Türkiye de Sözleşme'yi 2004 yılında imzalayarak hem Türkiye hem de uluslararası kamuoyuna, anti-personel mayınların neden olduğu acılara ve kayıplara son verme taahhüdünde bulundu. Taahhüdünü de 2014 yılına kadar yerine getireceğini bildirdi. Bu süre içersinde de yeni mağduriyetlerin yaşanmaması için önlemler alınacak, var olan mağduriyetlerin giderilmesi için programlar hazırlanacak ve uygulamaya konulacaktı. Yeni mağduriyetlerin yaşanmamasına yönelik en önemli adım şüphesiz toprağa döşeli tüm mayınların temizlenmesidir. Temizlik süresi içersinde, mayınlı alanlarda yaşayanlara yönelik mayın ve patlayıcı risk eğitimleri bu konudaki diğer önemli adımdır.

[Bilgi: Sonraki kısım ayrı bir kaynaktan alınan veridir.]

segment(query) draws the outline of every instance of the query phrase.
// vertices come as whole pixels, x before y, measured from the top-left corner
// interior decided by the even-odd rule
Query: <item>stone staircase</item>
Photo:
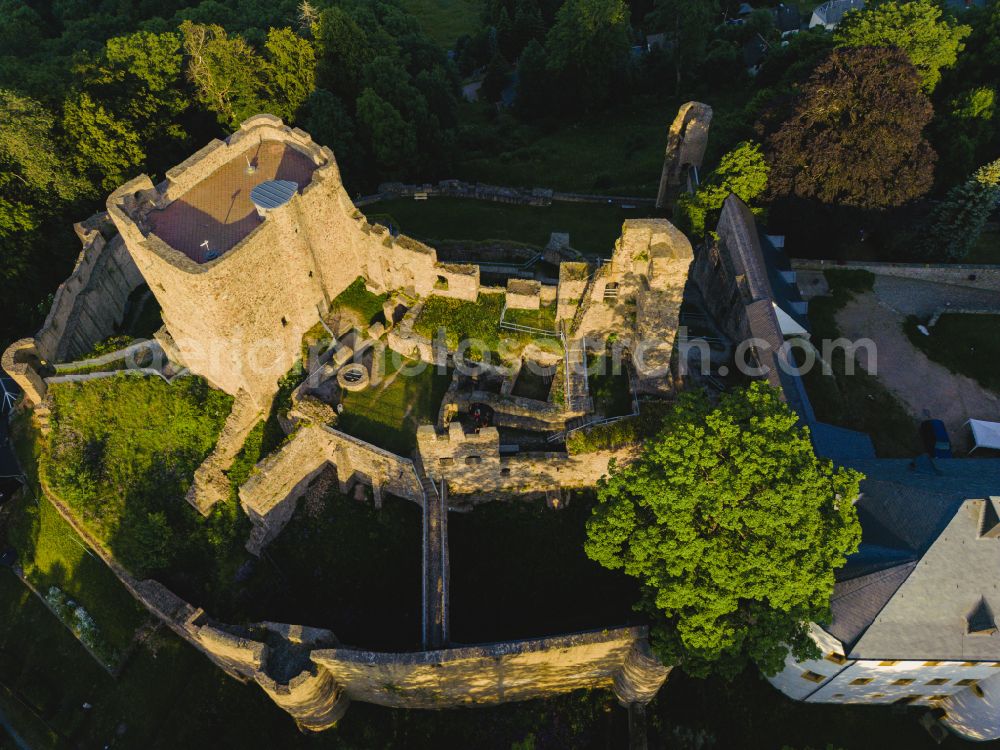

Türkiye bu taahhütlerini 2014 yılında yerine getiremedi. Mayınlar temizlenmemesinin, mayın ve patlayıcı risk eğitimlerinin yapılmamasının sonucu ise binin üzerinde insanın ölümü ya da yaralanması oldu.
Sorun halen devam ediyor
2014 yılında taahhütlerini yerine getiremeyen Türkiye, mayınları 2022 yılına kadar temizlemek için ek süre talebinde bulundu.
Milli Savunma Bakanı Nurettin Canikli, 2017 yılı sonunda yaptığı açıklamada, 35 bin 127 anti personel ve 997 anti tank mayınının imha edildiğini bildirdi. Mayın temizliğindeki ilerleme, Türkiye'nin 2022 tarihini de yakalayamayacağını göstermektedir. Bunun anlamı ise, mayın ve savaş artığı patlayıcılar nedeniyle ölüm ve yaralanmaların devam edeceğidir.
Mayın Yasağı Sözleşmesi'ne taraf devletler, Sözleşme yükümlülüklerini yerine getirmiş olsalardı ya da yerine getirmiş olsalar, bugün hayatlarını engelli olarak sürdürmek zorunda kalan binlerce insan olmayacaktı/olmayacak.